No new information and mostly me answering with more confusing posts. Once I get the model and/or grow a brain I will come back and ask more questions.
Looks like a CZ issue so NA experience may not help.
»Zywall 2 Plus help needed with 2 public IP


robbin
Premium,MVM
join:2000-09-21
Leander, TX
kudos:1
reply to LLigetfa

said by LLigetfa:

As for your terminology, not to nit pick, but the tower to house part is generally not referred to as WIFI but as fixed wireless or simply a WISP service. It may or may not be WIFI based. Also, the device at the house is usually called a CPE or SM, not a modem.

Good points but in case you don't visit forums that Anav See Profile is on, he has a really good grasp of networking from what I recall over the past 10 years. So while the terminology may not be correct for this forum, he does know the basics and much, much more.

bburley

join:2010-04-30
Cold Lake, AB

It sounds like the CPE (on the roof) has a built in router. That router cannot be using NAT or public IP mapping would not work.
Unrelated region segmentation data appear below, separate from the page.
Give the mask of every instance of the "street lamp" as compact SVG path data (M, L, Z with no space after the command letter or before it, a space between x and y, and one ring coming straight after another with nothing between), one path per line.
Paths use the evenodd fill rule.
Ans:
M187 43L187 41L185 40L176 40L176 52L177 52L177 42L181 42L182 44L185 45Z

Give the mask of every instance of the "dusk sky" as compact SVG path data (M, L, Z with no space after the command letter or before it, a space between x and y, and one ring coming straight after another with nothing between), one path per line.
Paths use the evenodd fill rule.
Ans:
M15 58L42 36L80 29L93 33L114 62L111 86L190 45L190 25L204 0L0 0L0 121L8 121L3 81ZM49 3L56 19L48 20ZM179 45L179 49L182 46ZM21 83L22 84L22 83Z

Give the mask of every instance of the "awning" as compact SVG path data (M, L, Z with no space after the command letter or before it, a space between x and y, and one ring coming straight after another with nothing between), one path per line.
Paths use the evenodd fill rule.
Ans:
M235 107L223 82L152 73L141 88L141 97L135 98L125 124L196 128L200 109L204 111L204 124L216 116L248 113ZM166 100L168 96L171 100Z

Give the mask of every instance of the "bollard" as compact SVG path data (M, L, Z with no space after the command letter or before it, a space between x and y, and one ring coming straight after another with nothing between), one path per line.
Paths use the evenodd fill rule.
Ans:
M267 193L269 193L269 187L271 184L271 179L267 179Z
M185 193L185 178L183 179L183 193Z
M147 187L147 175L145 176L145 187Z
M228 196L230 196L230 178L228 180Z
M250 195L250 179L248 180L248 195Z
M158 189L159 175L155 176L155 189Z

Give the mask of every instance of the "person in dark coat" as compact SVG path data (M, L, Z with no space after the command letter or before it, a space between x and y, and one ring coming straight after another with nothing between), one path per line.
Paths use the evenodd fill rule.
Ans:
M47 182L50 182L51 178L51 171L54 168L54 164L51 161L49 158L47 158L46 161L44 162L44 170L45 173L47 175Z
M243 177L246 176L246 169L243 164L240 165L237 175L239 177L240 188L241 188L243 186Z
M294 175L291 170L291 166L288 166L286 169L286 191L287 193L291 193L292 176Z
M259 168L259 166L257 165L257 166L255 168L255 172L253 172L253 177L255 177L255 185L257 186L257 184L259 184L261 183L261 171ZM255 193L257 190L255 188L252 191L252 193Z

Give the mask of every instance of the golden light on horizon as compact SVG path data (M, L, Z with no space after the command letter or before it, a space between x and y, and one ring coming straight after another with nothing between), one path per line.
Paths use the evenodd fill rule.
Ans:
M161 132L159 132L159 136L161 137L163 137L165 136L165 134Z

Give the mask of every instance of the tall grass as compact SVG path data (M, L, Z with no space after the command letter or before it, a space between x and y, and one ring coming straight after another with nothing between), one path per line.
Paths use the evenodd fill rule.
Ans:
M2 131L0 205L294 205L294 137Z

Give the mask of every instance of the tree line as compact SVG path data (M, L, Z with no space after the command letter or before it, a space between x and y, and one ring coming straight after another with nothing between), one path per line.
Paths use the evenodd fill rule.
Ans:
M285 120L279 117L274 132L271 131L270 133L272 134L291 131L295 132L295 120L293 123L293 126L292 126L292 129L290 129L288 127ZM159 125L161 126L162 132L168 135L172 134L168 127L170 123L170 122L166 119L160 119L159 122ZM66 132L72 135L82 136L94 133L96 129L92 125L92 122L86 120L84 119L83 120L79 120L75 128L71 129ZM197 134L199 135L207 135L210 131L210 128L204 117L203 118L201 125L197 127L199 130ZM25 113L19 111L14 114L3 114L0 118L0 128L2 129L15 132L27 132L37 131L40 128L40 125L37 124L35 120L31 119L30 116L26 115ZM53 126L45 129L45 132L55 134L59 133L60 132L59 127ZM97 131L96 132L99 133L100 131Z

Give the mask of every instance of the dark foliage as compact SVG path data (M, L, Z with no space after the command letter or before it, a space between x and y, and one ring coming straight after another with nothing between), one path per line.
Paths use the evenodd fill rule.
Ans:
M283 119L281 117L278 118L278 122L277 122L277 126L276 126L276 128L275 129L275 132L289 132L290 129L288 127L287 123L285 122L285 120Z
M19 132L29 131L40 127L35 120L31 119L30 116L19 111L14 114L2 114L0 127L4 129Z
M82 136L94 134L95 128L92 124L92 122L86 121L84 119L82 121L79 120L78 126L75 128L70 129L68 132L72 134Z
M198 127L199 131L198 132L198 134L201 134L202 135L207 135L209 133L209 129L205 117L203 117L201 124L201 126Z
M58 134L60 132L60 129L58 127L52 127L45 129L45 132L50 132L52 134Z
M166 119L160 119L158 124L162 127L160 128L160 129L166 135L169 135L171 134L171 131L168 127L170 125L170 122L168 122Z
The first simple test is to configure a computer with IP address 192.168.60.139 - Gateway 192.168.60.1 - and DNS1 to 192.168.60.1 or set DNS1 and DNS2 to the DNS servers of your choice.

Then google "what's my IP" and make sure that the website reports your public IP address.

Then change the computer to 192.168.1.140 and repeat the test. You should get the second public IP.

If the above works ok, then if the CPE does not have more than 1 port/cable available then you need a switch.

You can connect a single device with each address (.139 & .140) to the switch or if you need multiple devices then you need a separate router connected to the switch for each IP that you want to use multiple devices. These routers will need NAT and port forwarding to work correctly.



Anav
Sarcastic Llama? Naw, Just Acerbic
Premium
join:2001-07-16
Dartmouth, NS
kudos:4

Well the router he has can deal with multiple IPs but concur I think that one of them will be attached to the router (port forwarding) and the standard LAN (m-1 mapping), the other IP address will have to be used in a 1-1Mapping. Agreed sounds like a switch and two routers would permit port forwarding on both IPs, if required.

Thanks


bburley

join:2010-04-30
Cold Lake, AB

If the router he has can deal with multiple IP's then you wouldn't need the switch. It could also potentially deal with multiple subnets on the LAN side. In that case, you could potentially map each of the two WAN IP's to a single IP in each subnet. The only reason for port forwarding is if you run multiple devices on a LAN subnet.